Maryland Record Label QODESH is Giving a Platform to Experimental Musicians of Color


Some of the most exciting local projects of the year were birthed from an up-and-coming experimental record label called QODESH, headquartered just outside of D.C. in Maryland. But the term “record label” carries a certain connotation that QODESH founder Machell André would like to avoid.

“I actually don’t call it a label. I really want it to be like a garden,” André clarifies. “We grow each other. Just as the gardener grows the garden, it’s vice versa. We usually put ‘Garden, studio, family’ [as our tag].”

We’re sitting in Shaw’s Tavern, and André’s charisma is palpable every time he flashes a smile. He does so often, especially when talking about QODESH’s collaborators. The current artist roster shares roots in Huntsville, Alabama, where the four members–Twin Jude, Echelon the Seeker, Smeek, and André (who records under the moniker MA///)–were classmates at Oakwood University, running in overlapping circles in the music and poetry scenes.

The four went their separate ways after school, but reconnected in the D.C. area in 2016 and bonded over music as André positioned himself as a self-described “extra hand” to help his friends piece together projects. The group’s output was prolific, and André released many of their songs under the QODESH umbrella. In early 2017, Twin Jude and Echelon the Seeker released two full-length albums that have more than justified Andre’s decision to create the project.

Twin Jude’s release, MĒM, is an experimental album dominated by ambient vocals and an oppressively melancholy atmosphere. Echelon the Seeker’s self-titled album is a distinctly modern ode to the massive sounds and melodies of ‘80s pop and rock, bursting with exuberance. The freewheeling, genre-bending energy that unites the two projects is indicative of QODESH’s future output, according to André. He mentions that QODESH’s future releases will be influenced by spirituality, although perhaps not as overtly as the gospel-tinged pop music that is currently topping the charts.

“The truth is that most of those other genres were birthed from [church music],” he says of the trend. “My end goal is to help someone be inspired and find [that] their perspective is shifted. Not because of something I did, but because of something they experienced.”

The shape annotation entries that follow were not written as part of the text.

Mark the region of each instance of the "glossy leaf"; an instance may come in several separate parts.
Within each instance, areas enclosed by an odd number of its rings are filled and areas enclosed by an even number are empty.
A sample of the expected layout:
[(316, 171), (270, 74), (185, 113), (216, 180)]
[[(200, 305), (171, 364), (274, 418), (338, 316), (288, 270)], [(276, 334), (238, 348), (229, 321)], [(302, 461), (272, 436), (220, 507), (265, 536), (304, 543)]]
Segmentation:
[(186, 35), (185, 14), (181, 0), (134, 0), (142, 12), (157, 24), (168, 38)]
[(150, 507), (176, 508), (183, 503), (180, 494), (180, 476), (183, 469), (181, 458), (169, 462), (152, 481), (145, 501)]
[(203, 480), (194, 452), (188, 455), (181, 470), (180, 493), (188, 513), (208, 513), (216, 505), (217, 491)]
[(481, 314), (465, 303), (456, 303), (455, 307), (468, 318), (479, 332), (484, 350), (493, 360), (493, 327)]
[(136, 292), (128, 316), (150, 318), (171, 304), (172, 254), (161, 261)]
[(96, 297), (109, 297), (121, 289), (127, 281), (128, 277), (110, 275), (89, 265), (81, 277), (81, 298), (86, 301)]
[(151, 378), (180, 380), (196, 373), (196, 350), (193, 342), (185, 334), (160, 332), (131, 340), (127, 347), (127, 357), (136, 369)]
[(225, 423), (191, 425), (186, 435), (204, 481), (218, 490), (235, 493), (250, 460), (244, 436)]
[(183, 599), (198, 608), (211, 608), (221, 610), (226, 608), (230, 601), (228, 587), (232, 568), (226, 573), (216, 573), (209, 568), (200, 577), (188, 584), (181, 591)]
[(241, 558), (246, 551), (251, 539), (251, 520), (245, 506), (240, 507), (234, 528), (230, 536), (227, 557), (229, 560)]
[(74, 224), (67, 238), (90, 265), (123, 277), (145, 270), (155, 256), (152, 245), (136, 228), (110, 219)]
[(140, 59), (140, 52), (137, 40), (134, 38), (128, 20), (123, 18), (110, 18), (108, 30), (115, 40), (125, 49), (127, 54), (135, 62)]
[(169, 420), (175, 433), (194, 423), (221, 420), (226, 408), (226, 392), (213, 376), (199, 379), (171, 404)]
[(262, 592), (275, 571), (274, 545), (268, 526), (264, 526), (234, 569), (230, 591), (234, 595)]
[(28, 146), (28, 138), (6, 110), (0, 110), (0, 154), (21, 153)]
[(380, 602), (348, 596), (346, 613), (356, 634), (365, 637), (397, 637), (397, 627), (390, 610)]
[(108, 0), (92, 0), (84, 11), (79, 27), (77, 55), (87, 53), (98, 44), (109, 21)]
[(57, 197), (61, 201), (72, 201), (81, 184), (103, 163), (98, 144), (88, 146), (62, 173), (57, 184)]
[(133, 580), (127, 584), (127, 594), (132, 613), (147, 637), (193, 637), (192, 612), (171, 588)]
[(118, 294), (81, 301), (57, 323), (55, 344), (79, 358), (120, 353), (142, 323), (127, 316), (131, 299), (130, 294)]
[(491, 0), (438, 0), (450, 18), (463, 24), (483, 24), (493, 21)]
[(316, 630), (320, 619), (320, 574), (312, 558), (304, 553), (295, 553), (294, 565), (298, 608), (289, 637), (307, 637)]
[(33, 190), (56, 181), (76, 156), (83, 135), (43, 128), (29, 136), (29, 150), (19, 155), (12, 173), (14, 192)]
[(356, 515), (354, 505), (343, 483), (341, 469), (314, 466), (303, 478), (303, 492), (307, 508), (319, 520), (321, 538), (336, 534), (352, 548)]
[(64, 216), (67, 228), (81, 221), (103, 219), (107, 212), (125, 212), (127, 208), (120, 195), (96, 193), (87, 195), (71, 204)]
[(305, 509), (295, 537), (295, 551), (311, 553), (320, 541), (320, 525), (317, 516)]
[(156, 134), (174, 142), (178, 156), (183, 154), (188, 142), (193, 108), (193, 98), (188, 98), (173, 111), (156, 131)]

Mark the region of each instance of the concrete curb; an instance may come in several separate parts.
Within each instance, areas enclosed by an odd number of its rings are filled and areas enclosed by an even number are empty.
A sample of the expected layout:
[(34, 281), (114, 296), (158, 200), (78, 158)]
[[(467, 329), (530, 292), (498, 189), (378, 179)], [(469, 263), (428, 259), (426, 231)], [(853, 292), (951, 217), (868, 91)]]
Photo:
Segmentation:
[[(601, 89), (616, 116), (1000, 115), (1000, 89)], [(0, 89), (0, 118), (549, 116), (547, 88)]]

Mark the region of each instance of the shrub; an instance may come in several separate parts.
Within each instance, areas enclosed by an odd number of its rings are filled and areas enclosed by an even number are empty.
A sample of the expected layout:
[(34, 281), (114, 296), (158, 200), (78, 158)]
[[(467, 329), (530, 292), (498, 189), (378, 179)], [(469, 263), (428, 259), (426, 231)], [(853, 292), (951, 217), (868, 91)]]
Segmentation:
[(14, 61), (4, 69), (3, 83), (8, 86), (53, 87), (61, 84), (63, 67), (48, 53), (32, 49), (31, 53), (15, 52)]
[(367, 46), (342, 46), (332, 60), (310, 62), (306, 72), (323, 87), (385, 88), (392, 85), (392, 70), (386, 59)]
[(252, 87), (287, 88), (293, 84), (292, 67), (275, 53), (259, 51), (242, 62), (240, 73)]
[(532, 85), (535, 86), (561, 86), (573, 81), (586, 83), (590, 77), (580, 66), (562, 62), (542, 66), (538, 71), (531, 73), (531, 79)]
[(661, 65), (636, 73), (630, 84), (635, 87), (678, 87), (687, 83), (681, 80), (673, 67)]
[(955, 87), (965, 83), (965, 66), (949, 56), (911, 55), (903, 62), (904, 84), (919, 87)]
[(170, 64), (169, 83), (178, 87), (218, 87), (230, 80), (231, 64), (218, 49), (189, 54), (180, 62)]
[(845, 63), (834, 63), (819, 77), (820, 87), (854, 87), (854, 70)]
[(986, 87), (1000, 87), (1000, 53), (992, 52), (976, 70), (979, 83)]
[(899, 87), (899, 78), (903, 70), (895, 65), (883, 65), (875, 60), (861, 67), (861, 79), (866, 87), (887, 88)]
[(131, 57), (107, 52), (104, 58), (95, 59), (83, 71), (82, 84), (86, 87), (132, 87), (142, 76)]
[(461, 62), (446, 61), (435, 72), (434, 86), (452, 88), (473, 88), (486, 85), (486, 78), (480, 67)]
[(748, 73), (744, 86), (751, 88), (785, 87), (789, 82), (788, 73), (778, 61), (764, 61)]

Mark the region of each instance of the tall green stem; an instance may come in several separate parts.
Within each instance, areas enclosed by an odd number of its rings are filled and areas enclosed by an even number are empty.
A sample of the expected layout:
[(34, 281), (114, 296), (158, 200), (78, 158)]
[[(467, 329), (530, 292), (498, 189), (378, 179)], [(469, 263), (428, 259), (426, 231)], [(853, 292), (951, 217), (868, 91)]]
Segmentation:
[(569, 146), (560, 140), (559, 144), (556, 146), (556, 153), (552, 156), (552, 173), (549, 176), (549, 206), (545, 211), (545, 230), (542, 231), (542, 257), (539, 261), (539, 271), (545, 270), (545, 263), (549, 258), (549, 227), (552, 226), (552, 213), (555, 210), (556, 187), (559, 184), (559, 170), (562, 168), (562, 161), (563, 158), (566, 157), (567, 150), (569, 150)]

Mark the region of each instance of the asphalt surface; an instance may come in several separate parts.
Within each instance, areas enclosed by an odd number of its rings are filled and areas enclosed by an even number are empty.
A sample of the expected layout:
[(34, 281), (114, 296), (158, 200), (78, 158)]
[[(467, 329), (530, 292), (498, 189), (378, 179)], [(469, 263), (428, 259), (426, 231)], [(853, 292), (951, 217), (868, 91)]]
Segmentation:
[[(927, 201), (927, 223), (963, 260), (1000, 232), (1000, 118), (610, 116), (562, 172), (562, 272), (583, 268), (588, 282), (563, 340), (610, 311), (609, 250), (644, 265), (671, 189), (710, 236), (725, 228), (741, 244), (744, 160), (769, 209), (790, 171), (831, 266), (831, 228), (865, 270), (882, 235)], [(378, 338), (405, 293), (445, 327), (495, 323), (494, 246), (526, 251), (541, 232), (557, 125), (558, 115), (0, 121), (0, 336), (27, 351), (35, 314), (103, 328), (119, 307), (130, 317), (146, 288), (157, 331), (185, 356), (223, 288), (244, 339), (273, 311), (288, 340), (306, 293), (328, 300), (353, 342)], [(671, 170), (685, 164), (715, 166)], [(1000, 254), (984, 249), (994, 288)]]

Still, while QODESH’s existing releases have referenced R&B, hip hop, and soul, the unifying theme has been experimental, a vast genre that people of color have traditionally been underrepresented in.

“The further you get into experimental music, you see less people of color and more white people,” says André. That exclusion helped inform André’s development of QODESH into a no-pressure launchpad for artists of color who might otherwise struggle to find a platform.

“I was trying to figure out, ‘how do I bridge the gap between [supporting] experimental sounds by people of color and have people of color perceive [our music] as theirs?'” he said. “Because I’m still using elements of black art, black music, indigenous sounds. I want an independent label for people of color.”

He leans back in his chair, pausing. “And in that, we’ll be able to tell our story the way that we can tell our story.”

He smiles: “This is a garden where people of color are harvesting.”